BOSTON — The Lab Report section of BioArray News usually interviews individual researchers about the work they are doing with microarrays in their labs, either in clinical and research applications or improvements they are trying to make on existing technologies. This week, we take a look at a start-up firm, Wallingford, Conn.-based CyVera, which unveiled a prototype of its bead-based bioassay platform at IBC Life Sciences’ annual Chips to Hits conference here last week.
John Moon, CyVera’s chief technology officer, explained how the technology works in an interview with BioArray News at the conference. He displayed a small vial — roughly an inch long — that contained beads, which are little glass rods that have a holographically embedded code in them. The holographic image in each bead serves to diffract an incident laser beam into multiple diffracted components, which make up the optical signature of the bead code. The code can be read using a CCD camera or other imaging device.
“Because it’s a holographic code, the beads have to be oriented. And in any bead technology, you have to look at them one at a time,” Moon said. “So, what we came up with was a thing called a virtual cytometer.”
“The real claim to fame here is that we can put up to 24 digital bits of information in each one of these tiny glass rods. This really gives us an unlimited multiplexing capability, where we can have literally a code that goes up into the millions,” Moon said. “Obviously, not many people are interested in multiplexing a million things together, but at least you can do thousands very robustly, which is a definite market need right now.”
According to the firm, the platform is suited for use in gene expression, SNPs, and antibody/protein assays. But a key potential use is in molecular diagnostics.
“In the diagnostics space, we’re getting a lot of interest in the fact that since we have so many bits of code we can actually serialize our manufacturing and people can identify the date and time of the batch manufacturing of the particles,” Moon said. “So, we get all the benefits of the bead assays, such as the Luminex system, but we have a lot more multiplexing and a lot more traceability. That’s really our edge.”
Moon said that since the beads are made entirely of silica glass, “you can use all of the standard surface chemistries that are out there. We put either DNA or protein capture agents on them.”

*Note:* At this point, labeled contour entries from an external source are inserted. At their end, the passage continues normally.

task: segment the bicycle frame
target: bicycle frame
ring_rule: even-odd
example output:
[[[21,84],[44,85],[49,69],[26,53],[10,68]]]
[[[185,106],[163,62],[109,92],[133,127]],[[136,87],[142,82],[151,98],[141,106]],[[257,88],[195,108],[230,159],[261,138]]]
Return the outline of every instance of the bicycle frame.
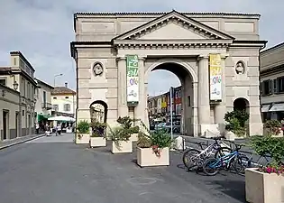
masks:
[[[211,168],[220,168],[223,166],[223,163],[225,163],[225,165],[227,166],[228,163],[236,156],[238,156],[240,154],[239,152],[237,151],[234,151],[233,152],[230,152],[229,154],[226,154],[219,159],[217,159],[217,161],[212,164],[209,165],[209,167]]]

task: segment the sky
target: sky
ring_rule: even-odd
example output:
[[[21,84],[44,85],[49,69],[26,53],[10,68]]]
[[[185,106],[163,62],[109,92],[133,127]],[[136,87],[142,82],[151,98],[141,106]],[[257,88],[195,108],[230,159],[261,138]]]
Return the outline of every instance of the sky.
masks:
[[[76,67],[69,53],[77,12],[241,12],[258,13],[261,40],[268,47],[284,42],[283,0],[0,0],[0,66],[9,66],[11,51],[20,51],[36,69],[35,76],[53,85],[76,88]],[[151,73],[150,95],[179,86],[170,72]]]

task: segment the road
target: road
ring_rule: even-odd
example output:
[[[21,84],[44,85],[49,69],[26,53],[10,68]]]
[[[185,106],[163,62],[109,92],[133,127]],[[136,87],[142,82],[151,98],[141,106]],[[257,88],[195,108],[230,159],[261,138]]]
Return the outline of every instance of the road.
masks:
[[[109,146],[89,149],[73,137],[42,137],[0,151],[1,203],[245,202],[242,176],[186,171],[177,152],[169,167],[142,169],[135,152],[114,155]]]

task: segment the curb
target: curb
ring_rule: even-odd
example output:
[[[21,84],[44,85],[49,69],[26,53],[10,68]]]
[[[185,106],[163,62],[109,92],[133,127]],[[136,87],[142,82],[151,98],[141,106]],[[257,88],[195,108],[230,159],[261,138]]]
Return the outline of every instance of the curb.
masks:
[[[34,136],[34,137],[28,138],[28,139],[26,139],[26,140],[19,141],[19,142],[14,143],[10,143],[10,144],[8,144],[8,145],[0,146],[0,150],[4,150],[4,149],[5,149],[5,148],[9,148],[9,147],[12,147],[12,146],[20,144],[20,143],[26,143],[26,142],[29,142],[29,141],[32,141],[32,140],[35,140],[35,139],[40,138],[40,137],[43,137],[43,136],[45,136],[44,134],[41,134],[41,135],[38,135],[38,136]]]

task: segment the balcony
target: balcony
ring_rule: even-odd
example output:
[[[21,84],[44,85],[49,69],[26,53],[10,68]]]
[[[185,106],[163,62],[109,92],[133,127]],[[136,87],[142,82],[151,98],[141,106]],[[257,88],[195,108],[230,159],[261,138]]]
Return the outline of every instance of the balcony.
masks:
[[[46,110],[50,110],[52,109],[52,105],[50,103],[41,103],[41,108],[46,109]]]

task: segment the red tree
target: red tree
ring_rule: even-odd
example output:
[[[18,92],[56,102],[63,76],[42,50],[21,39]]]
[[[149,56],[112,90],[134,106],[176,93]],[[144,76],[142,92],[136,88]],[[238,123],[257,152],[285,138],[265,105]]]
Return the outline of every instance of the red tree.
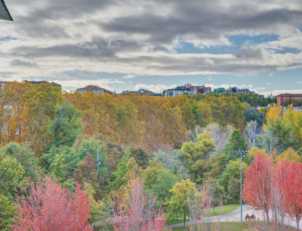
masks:
[[[299,230],[299,222],[302,217],[302,164],[283,160],[278,163],[276,173],[277,183],[283,191],[284,209],[296,222]]]
[[[30,183],[28,193],[17,200],[14,230],[92,230],[87,226],[90,202],[77,184],[72,193],[46,177]]]
[[[163,230],[166,217],[155,207],[155,198],[143,191],[143,183],[134,178],[129,182],[127,199],[115,196],[112,203],[115,215],[112,224],[116,231]]]
[[[266,155],[256,155],[245,172],[245,181],[242,190],[242,198],[248,204],[263,210],[269,221],[271,182],[272,167],[270,158]]]

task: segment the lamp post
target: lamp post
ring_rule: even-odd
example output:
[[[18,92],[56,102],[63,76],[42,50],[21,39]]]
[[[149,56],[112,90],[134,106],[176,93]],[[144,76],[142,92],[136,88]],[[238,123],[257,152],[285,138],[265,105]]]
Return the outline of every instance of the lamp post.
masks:
[[[242,155],[246,156],[247,150],[235,150],[238,156],[240,155],[240,220],[242,223]]]

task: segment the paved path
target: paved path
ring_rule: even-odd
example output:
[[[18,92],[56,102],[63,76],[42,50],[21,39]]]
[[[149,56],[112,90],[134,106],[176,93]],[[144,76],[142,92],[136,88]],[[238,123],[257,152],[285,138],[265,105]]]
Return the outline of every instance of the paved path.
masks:
[[[251,209],[252,206],[248,205],[247,204],[244,204],[242,205],[242,213],[245,215],[243,215],[243,219],[244,219],[244,216],[246,215],[247,211],[249,211],[249,209]],[[252,215],[251,212],[249,212],[250,215]],[[255,213],[254,213],[255,214]],[[236,208],[235,210],[232,212],[228,212],[228,213],[224,213],[221,214],[220,216],[214,216],[209,217],[208,219],[206,220],[205,219],[204,221],[201,222],[219,222],[219,221],[240,221],[240,206]],[[193,223],[193,221],[187,221],[186,222],[186,225],[187,224],[192,224]],[[167,226],[167,228],[176,228],[178,227],[181,227],[184,226],[184,223],[180,223],[179,224],[172,224]]]
[[[254,214],[256,215],[256,220],[263,220],[264,218],[261,210],[256,210],[252,208],[252,207],[247,204],[244,204],[242,205],[242,219],[244,221],[244,217],[245,215],[248,213],[249,215],[251,215]],[[271,214],[270,217],[271,217]],[[284,223],[289,226],[291,226],[294,228],[297,227],[296,223],[289,220],[288,218],[285,218]],[[221,214],[220,216],[212,216],[208,218],[207,220],[205,219],[199,222],[240,222],[240,206],[236,208],[232,212],[228,212],[228,213],[224,213]],[[192,224],[193,223],[193,221],[187,221],[186,222],[186,225],[189,224]],[[184,226],[184,223],[180,223],[179,224],[172,224],[167,226],[167,228],[176,228],[178,227],[181,227]],[[299,227],[302,227],[302,220],[300,221],[299,223]]]

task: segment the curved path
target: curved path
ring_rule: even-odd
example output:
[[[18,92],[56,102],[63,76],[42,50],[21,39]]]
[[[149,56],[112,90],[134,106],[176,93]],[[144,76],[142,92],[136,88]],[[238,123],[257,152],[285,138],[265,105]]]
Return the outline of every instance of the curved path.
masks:
[[[255,214],[256,214],[256,213],[254,212],[254,209],[252,209],[252,207],[251,206],[248,205],[247,204],[244,204],[242,205],[243,219],[244,219],[244,216],[246,215],[247,213],[249,213],[249,215],[252,215],[252,212],[254,212]],[[251,211],[249,211],[250,210],[251,210]],[[211,216],[209,218],[208,220],[206,222],[217,221],[240,221],[240,206],[232,212],[221,214],[220,216]],[[192,224],[192,223],[193,223],[193,221],[187,221],[186,222],[186,225]],[[166,228],[169,229],[170,228],[177,228],[182,226],[184,226],[183,222],[172,224],[171,225],[167,226]]]

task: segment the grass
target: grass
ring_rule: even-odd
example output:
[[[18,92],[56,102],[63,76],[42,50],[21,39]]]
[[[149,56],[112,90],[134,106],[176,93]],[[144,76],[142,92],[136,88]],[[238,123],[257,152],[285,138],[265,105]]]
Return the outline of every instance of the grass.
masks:
[[[215,207],[215,212],[213,213],[213,209],[211,209],[211,216],[217,216],[220,214],[228,213],[235,210],[240,206],[240,204],[230,204],[223,205],[221,207]]]
[[[211,223],[211,226],[212,228],[214,228],[217,227],[217,222],[213,222]],[[245,221],[241,223],[240,222],[221,222],[219,223],[220,230],[229,230],[234,231],[241,231],[241,230],[258,230],[257,229],[257,227],[259,227],[259,225],[262,226],[263,225],[263,221],[257,222],[257,221]],[[189,230],[191,225],[186,225],[186,230]],[[215,228],[216,229],[216,228]],[[177,228],[173,228],[172,229],[172,231],[182,231],[184,230],[183,226],[179,227]],[[287,227],[285,229],[286,231],[293,231],[296,230],[296,229],[292,227]]]
[[[189,221],[191,220],[190,219],[186,218],[186,222]],[[184,222],[184,218],[181,219],[178,218],[171,218],[167,219],[167,222],[166,222],[166,225],[171,225],[172,224],[179,224],[180,223],[183,223]]]

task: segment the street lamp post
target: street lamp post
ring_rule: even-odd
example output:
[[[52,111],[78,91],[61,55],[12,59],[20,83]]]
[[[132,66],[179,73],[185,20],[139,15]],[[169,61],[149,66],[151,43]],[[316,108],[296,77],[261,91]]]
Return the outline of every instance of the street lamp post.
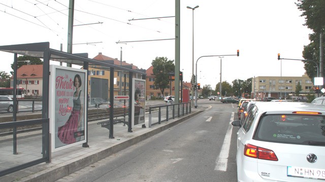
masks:
[[[222,62],[222,57],[219,57],[220,58],[220,85],[219,86],[219,90],[220,92],[220,96],[221,96],[221,91],[222,89],[222,86],[221,86],[221,65]]]
[[[198,58],[198,60],[197,60],[197,62],[196,63],[196,65],[195,65],[195,67],[196,67],[196,69],[195,69],[195,78],[196,78],[196,82],[197,83],[198,83],[198,61],[199,61],[199,59],[200,59],[202,57],[216,57],[216,56],[239,56],[239,50],[237,50],[237,54],[228,54],[228,55],[211,55],[211,56],[202,56],[200,57],[199,57],[199,58]],[[195,89],[195,105],[194,105],[194,107],[195,108],[197,108],[198,107],[198,87],[197,87],[197,88]]]
[[[199,8],[199,6],[197,6],[194,8],[191,8],[187,6],[186,8],[192,10],[192,88],[191,89],[191,95],[192,95],[192,105],[193,105],[194,104],[194,97],[193,96],[194,84],[196,84],[196,83],[193,83],[194,81],[194,78],[193,78],[193,76],[194,75],[194,10]]]

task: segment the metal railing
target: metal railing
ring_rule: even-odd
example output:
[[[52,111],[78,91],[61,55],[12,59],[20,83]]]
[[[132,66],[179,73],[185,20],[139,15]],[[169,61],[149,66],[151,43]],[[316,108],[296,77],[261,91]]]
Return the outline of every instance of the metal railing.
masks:
[[[42,125],[41,133],[30,135],[31,137],[17,136],[16,133],[16,130],[19,127],[37,124]],[[2,138],[0,140],[1,160],[2,163],[6,163],[8,166],[8,168],[0,170],[0,176],[50,161],[49,118],[2,123],[0,123],[0,128],[12,128],[13,130],[11,137]],[[18,140],[20,141],[19,148],[17,149]],[[31,148],[31,143],[32,142],[39,143],[37,145],[40,146],[40,148]],[[12,148],[10,149],[10,147]]]
[[[171,115],[170,114],[171,113]],[[181,116],[191,113],[191,103],[183,102],[159,105],[149,107],[149,127],[160,124],[170,119],[179,118]],[[175,113],[177,114],[175,115]]]

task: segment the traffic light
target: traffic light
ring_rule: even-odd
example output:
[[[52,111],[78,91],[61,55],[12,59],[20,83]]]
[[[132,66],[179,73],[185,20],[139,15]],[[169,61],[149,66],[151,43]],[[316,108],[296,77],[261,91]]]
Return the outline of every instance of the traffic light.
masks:
[[[319,87],[316,87],[316,89],[315,90],[315,92],[316,92],[316,93],[320,93],[320,90],[319,90]]]

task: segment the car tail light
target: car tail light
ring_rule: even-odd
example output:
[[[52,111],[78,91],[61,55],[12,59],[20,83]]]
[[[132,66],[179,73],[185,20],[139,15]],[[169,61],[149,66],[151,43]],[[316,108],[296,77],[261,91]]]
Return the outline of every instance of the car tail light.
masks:
[[[305,111],[295,111],[294,114],[308,114],[308,115],[321,115],[321,113]]]
[[[253,158],[270,161],[278,161],[278,158],[273,151],[253,145],[250,144],[246,144],[245,145],[244,155]]]

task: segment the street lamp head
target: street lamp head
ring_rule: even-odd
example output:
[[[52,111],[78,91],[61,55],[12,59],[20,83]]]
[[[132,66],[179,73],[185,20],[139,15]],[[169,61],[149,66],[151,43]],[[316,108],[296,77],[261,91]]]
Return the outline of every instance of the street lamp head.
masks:
[[[189,6],[187,6],[187,7],[186,7],[186,8],[188,8],[188,9],[191,9],[192,10],[194,10],[194,9],[197,9],[197,8],[199,8],[199,6],[196,6],[196,7],[194,7],[194,8],[191,8],[191,7],[189,7]]]

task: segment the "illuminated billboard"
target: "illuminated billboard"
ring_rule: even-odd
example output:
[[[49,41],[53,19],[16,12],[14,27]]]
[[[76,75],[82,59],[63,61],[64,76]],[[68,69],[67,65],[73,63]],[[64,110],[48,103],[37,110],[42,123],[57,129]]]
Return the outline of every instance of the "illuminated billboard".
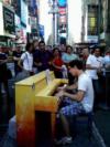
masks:
[[[58,0],[58,7],[66,7],[67,0]]]

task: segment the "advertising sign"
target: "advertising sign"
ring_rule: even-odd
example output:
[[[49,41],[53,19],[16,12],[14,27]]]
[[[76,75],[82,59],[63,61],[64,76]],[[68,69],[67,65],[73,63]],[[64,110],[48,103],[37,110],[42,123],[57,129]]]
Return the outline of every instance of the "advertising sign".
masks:
[[[4,23],[4,31],[14,34],[15,27],[14,27],[14,12],[9,10],[8,8],[3,7],[3,23]]]
[[[23,0],[21,0],[21,24],[23,27],[26,27],[26,22],[28,22],[28,6]]]
[[[40,24],[40,36],[44,36],[44,25]]]
[[[58,6],[59,7],[66,7],[67,6],[67,0],[58,0]]]

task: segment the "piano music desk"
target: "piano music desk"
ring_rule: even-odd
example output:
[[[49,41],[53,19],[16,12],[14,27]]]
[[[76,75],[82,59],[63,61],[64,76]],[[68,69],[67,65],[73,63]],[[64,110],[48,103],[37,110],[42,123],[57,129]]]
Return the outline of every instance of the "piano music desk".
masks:
[[[54,137],[58,99],[53,94],[61,84],[67,82],[67,80],[55,78],[54,73],[51,72],[51,82],[47,84],[45,72],[42,72],[15,83],[18,147],[35,147],[35,111],[51,113]]]

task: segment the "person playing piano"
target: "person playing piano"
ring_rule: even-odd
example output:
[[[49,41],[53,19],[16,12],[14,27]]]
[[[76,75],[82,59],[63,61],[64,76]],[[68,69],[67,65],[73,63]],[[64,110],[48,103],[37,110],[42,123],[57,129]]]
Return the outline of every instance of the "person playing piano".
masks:
[[[81,113],[89,113],[94,106],[94,87],[91,78],[82,71],[82,62],[74,60],[69,63],[69,73],[78,77],[76,94],[66,92],[66,87],[61,90],[56,95],[62,101],[69,98],[69,104],[62,107],[58,112],[59,118],[66,134],[65,137],[57,140],[57,144],[72,143],[69,123],[67,116],[75,116]],[[76,86],[75,86],[76,87]]]

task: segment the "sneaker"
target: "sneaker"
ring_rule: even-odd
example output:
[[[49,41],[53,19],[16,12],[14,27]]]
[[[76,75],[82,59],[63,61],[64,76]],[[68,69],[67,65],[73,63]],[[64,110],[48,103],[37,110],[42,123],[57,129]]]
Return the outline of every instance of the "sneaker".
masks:
[[[55,139],[54,141],[56,145],[66,145],[66,144],[72,144],[73,138],[65,136],[62,139],[59,139],[59,140]]]

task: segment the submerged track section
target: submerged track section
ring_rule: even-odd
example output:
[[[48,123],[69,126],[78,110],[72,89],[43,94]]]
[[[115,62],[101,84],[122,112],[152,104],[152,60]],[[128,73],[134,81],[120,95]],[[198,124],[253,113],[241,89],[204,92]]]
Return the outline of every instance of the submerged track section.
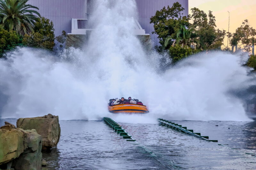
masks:
[[[209,136],[201,136],[200,133],[194,132],[194,130],[193,129],[187,129],[187,127],[182,126],[182,125],[175,124],[174,122],[172,122],[170,121],[161,118],[158,119],[158,121],[162,124],[166,126],[173,129],[176,129],[182,132],[186,133],[203,140],[209,142],[218,142],[218,140],[209,140]]]

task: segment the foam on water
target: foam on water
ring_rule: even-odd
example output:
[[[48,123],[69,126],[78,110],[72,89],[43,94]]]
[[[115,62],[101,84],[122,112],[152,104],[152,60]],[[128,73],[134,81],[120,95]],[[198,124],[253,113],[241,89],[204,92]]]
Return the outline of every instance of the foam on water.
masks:
[[[240,99],[229,92],[246,88],[249,77],[241,55],[199,54],[164,73],[155,52],[146,54],[132,32],[133,1],[101,0],[96,5],[95,29],[82,50],[59,55],[28,48],[0,60],[3,117],[58,115],[61,120],[100,120],[114,116],[128,123],[155,118],[250,120]],[[108,112],[110,98],[129,96],[148,107],[143,115]],[[135,120],[136,120],[136,121]]]

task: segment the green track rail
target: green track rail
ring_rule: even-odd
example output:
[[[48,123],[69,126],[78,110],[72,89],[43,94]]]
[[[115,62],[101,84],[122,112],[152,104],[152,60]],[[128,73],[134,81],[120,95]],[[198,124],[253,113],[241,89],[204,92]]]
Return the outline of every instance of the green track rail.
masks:
[[[174,122],[172,122],[170,121],[160,118],[158,119],[158,121],[162,124],[172,128],[173,129],[176,129],[184,132],[204,140],[214,142],[218,142],[218,140],[209,140],[208,136],[201,136],[200,133],[194,132],[193,129],[187,129],[187,127],[182,126],[181,125],[175,124]]]
[[[113,129],[115,131],[116,131],[117,134],[119,134],[120,136],[123,136],[123,138],[126,139],[126,141],[133,142],[136,141],[136,140],[133,139],[128,132],[122,128],[122,126],[111,118],[104,117],[103,118],[103,120],[105,124],[108,125],[110,128]]]

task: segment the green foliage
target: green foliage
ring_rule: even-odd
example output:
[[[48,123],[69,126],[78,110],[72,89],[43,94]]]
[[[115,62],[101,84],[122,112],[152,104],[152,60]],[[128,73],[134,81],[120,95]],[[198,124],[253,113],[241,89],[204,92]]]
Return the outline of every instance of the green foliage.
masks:
[[[248,24],[248,20],[245,20],[242,25],[237,28],[233,34],[227,32],[228,37],[230,38],[229,43],[232,46],[244,46],[244,48],[247,52],[250,51],[252,45],[252,37],[256,35],[256,31]],[[239,44],[239,45],[238,45]]]
[[[55,45],[53,24],[44,17],[38,18],[35,24],[34,32],[26,34],[22,42],[26,46],[52,50]]]
[[[256,55],[252,54],[250,55],[246,65],[248,67],[253,68],[255,70],[256,69]]]
[[[193,50],[191,48],[183,48],[180,46],[176,45],[170,48],[169,54],[172,60],[172,62],[175,63],[189,55],[197,53],[200,51],[200,50]]]
[[[212,12],[209,11],[207,16],[204,11],[198,8],[194,8],[191,11],[192,25],[195,28],[197,37],[194,41],[198,47],[204,50],[220,49],[223,44],[226,31],[216,29],[215,17]]]
[[[182,17],[184,10],[180,4],[176,2],[171,7],[164,7],[160,11],[157,11],[156,15],[150,18],[150,23],[154,24],[155,29],[152,33],[158,35],[159,42],[162,46],[164,45],[165,39],[167,37],[172,39],[176,38],[181,25],[186,27],[189,25],[189,18]]]
[[[0,57],[4,53],[21,45],[22,40],[15,31],[10,32],[0,28]]]
[[[61,35],[56,37],[56,40],[58,42],[58,43],[64,44],[66,41],[67,38],[67,33],[65,31],[62,31]],[[60,47],[62,48],[63,46],[62,44],[60,45]]]
[[[157,11],[150,18],[155,32],[158,35],[163,50],[169,49],[176,43],[185,48],[208,50],[220,48],[226,31],[216,29],[215,17],[212,11],[207,15],[196,8],[192,14],[182,17],[184,8],[178,2],[170,7]],[[191,21],[189,23],[189,21]]]
[[[36,20],[40,14],[33,9],[38,8],[26,4],[28,0],[0,0],[0,26],[14,30],[20,35],[33,31]]]

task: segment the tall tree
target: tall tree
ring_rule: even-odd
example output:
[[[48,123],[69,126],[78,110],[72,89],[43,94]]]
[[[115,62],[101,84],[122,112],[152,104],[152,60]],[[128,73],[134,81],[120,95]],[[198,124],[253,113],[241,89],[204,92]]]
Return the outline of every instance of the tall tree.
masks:
[[[206,50],[220,48],[223,44],[226,31],[216,29],[215,17],[209,11],[207,16],[203,11],[194,8],[191,9],[192,25],[195,28],[199,47]]]
[[[53,24],[49,19],[38,18],[35,23],[34,31],[24,35],[22,42],[28,46],[52,50],[55,45]]]
[[[155,29],[152,33],[158,35],[159,42],[162,46],[167,37],[170,37],[172,41],[176,39],[181,25],[187,27],[189,25],[189,17],[182,17],[184,9],[178,2],[175,3],[171,7],[164,7],[157,11],[156,15],[150,18],[150,23],[154,24]]]
[[[0,0],[0,26],[22,36],[33,31],[35,21],[40,16],[34,10],[38,8],[26,4],[28,1]]]
[[[252,42],[251,38],[256,35],[256,31],[248,25],[248,20],[245,20],[234,33],[227,33],[228,37],[230,38],[229,43],[232,46],[232,51],[234,46],[244,46],[244,50],[248,52],[250,51]]]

The system takes particles and sucks them out of a 96-well plate and puts them on a “groove plate.” Then, a pulsating flow pushes them across the groove plate, and the beads line up with a high-packing density. “Now you basically have something like an array of particles that are lined up in a row in several different rows,” Moon explained. “Then we just scan back and forth with the laser. It’s a two-color system right now. The code is read out with a green laser, although it can be read out with any color you want. That allows us to do competitive gene expression assays.”
“But all of that happens behind the scenes. To a user, all they’re going to do is take a 96-well plate and put it in the machine and press a button,” he said.
He noted that the code in the particles has nothing to do with fluorescence. “So, you’re completely free with any kind of labeling technology or anything you’d like to do. There’s no interference at all,” Moon said. “The glass is non-fluorescent, too, so it doesn’t interfere with the biology.”
CyVera will be in beta testing early next year and expects a commercial launch in about nine months, according to CFO Terrence Brennan. The firm plans to partner, particularly on the content side, for nucleic acids, etc. “In time, we’ll build up our own library for different applications out there. But for now, we’ll partner. The instrument we’ll sell directly,” Brennan told BioArray News.
The firm was spun out of CIDRA, an industrial sensors manufacturer, in December 2003. “CyVera’s end markets were a little bit far afield from CIDRA’s end markets, so we decided to spin it out,” Brennan said.
When CyVera spun out, it took $5 million in cash, $2 million in assets, all the intellectual property, and a team of 18 employees from CIDRA. In return, CIDRA received equity but immediately issued that equity as a dividend to its shareholders. “We are completely separate from CIDRA,” Brennan said. “And right now we’re raising our Series B round.”
The firm hopes to raise somewhere in the area of $10 million in the round, but the details have not been set yet. “That first $5 million will probably carry us through mid-2005,” Brennan said.